Роман был написан в 1990—1991 гг., издан в «Омском книжном издательстве» в 1992-м (помню этот увесистый том, под одной обложкой с «Эдичкой» — тогда еще так издавали, размашисто). И прошел почти незамеченным — либералы зачитывались известными сценами из того же «Эдички», патриоты воспринимали Лимонова как яростного, «своего», публициста «Известий», «Советской России» и «Дня». Мрачноватая философская сатира «Иностранца в смутное время» в тот год и не могла быть должным образом воспринятой. Переиздана книга была только спустя 15 лет питерской «Амфорой», когда Лимонов считался полноценным классиком и признанным политическим гуру.

Но интереснее другое: «Иностранцем» Лимонов, получается, закрыл для себя разработанную шахту романиста, превратившись в писателя-политика, публициста и вождя. Во всяком случае, романов в 90-е и нулевые он больше не писал (если не считать малоудачной попытки антиутопии в «316, пункт «B»). Роман в «В Сырах» издан в 2012 году, в совершенно другую эпоху, после войн, тюрем, рождения партий и детей.

Эдуард Лимонов (Савенко) родился в 1943 году в городе Дзержинске Горьковской области.
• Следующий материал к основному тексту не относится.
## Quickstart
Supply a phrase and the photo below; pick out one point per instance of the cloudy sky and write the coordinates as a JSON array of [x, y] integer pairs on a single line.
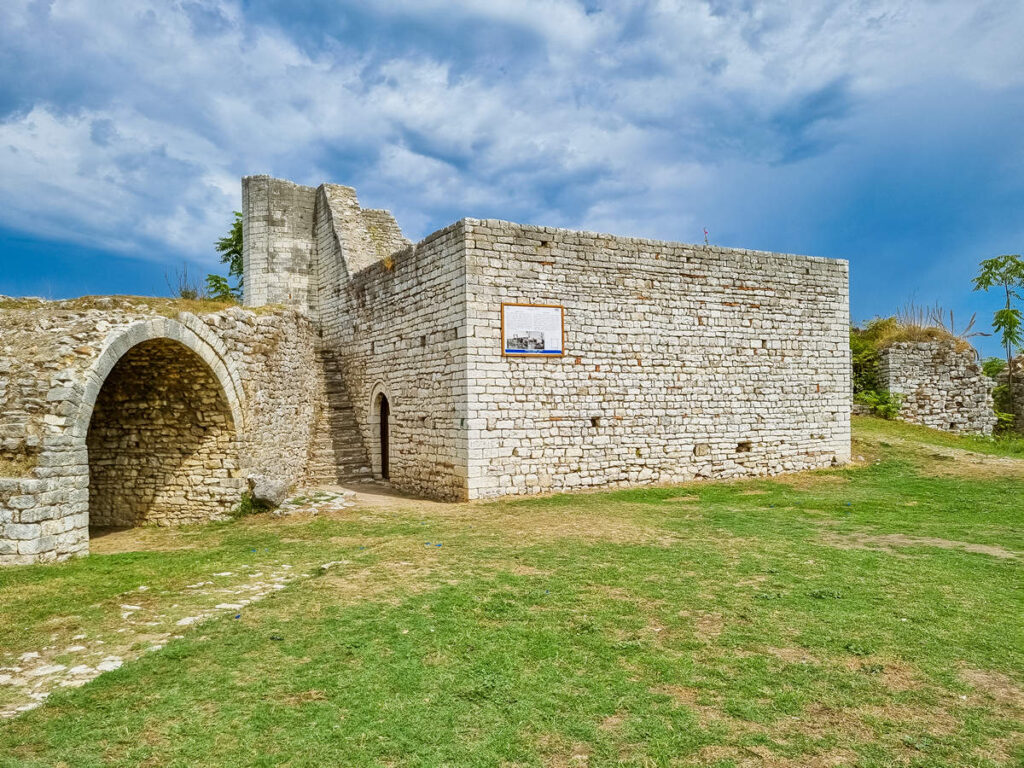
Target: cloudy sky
[[887, 132]]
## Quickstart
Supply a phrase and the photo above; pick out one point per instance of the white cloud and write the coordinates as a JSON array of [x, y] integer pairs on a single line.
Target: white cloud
[[133, 119]]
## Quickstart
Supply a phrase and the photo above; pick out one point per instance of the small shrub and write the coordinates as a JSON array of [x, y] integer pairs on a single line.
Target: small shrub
[[884, 403], [185, 286], [249, 506]]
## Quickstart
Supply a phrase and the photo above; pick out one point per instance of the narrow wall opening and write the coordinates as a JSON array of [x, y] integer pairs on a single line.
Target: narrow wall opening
[[161, 441], [384, 409]]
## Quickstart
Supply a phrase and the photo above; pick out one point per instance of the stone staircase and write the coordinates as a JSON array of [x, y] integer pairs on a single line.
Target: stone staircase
[[336, 454]]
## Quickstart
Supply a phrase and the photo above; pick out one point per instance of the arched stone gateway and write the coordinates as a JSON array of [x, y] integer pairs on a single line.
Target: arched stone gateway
[[162, 442], [162, 434], [113, 414]]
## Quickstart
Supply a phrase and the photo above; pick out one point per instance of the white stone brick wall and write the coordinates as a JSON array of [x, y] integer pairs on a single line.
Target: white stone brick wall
[[398, 327]]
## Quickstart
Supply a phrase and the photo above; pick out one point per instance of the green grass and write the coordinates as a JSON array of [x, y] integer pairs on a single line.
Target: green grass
[[829, 619]]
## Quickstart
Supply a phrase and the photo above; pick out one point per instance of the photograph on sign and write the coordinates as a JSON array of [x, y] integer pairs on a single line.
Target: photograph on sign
[[531, 329]]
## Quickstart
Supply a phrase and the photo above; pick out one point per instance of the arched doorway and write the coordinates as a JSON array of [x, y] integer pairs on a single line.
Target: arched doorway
[[385, 432], [161, 440]]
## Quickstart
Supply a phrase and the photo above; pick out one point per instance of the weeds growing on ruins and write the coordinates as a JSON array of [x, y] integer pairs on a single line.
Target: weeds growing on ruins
[[822, 619]]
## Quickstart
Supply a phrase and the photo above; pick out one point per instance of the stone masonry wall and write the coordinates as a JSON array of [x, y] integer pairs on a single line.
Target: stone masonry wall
[[276, 221], [943, 386], [55, 358], [681, 361], [1017, 406], [398, 327]]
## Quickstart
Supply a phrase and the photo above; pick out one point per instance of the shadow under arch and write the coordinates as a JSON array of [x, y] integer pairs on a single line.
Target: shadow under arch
[[162, 421]]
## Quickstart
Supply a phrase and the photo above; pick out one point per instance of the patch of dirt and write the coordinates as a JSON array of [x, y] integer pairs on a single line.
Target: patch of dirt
[[557, 755], [297, 699], [994, 684], [763, 757], [811, 479], [143, 539], [709, 626], [895, 676], [893, 542], [793, 655]]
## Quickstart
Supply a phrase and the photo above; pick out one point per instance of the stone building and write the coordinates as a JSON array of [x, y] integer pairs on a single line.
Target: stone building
[[359, 354], [942, 385]]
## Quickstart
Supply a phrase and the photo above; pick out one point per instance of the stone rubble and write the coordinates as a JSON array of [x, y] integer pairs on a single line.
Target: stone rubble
[[942, 384]]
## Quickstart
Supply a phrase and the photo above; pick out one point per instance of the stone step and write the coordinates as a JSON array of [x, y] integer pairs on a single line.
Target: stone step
[[336, 452]]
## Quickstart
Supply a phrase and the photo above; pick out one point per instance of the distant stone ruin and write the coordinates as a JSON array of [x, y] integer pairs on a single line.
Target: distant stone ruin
[[942, 385], [361, 355]]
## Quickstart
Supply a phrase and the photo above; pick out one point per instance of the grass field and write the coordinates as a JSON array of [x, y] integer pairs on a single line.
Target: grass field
[[870, 615]]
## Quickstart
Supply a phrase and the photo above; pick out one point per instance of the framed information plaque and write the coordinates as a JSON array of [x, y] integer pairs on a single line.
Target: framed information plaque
[[532, 330]]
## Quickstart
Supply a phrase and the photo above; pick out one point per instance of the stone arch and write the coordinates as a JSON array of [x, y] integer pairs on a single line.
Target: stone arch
[[379, 395], [189, 333], [162, 419]]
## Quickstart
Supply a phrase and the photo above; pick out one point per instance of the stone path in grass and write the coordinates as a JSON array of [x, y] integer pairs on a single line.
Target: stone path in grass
[[29, 679], [146, 625]]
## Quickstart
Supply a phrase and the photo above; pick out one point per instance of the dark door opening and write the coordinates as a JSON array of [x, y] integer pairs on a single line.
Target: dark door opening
[[385, 448]]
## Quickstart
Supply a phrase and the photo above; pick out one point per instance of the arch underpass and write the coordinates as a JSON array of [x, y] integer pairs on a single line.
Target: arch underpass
[[161, 440]]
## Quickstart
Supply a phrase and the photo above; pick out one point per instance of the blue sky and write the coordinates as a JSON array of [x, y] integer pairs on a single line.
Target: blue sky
[[887, 132]]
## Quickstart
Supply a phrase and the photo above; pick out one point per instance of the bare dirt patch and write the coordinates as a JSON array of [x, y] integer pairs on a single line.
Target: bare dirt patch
[[812, 479], [892, 543], [994, 684], [709, 626]]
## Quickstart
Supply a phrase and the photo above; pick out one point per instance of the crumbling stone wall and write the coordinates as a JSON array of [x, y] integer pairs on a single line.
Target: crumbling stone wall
[[942, 385], [55, 360]]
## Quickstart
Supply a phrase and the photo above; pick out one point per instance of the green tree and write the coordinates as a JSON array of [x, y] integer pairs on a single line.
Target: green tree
[[229, 248], [1006, 271]]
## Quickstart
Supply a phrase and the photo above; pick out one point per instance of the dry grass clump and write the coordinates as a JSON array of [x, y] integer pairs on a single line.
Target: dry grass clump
[[915, 324]]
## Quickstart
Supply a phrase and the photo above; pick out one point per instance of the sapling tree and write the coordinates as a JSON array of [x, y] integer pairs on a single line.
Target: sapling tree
[[229, 248], [1007, 272]]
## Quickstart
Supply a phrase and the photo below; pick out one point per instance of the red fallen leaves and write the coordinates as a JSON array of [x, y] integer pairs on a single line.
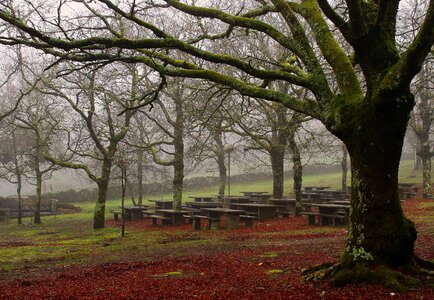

Эмигрировал из СССР в 1974-м, окончательно вернулся в 1992-м. Поэт, революционер, философ-метафизик. Пассионарий. Создатель запрещенных политических партий, идеолог воинских подразделений. Оказал значительное влияние на несколько ныне живущих поколений. Утверждает, что в 2014 году российская власть, наконец, доросла до некоторых его идей.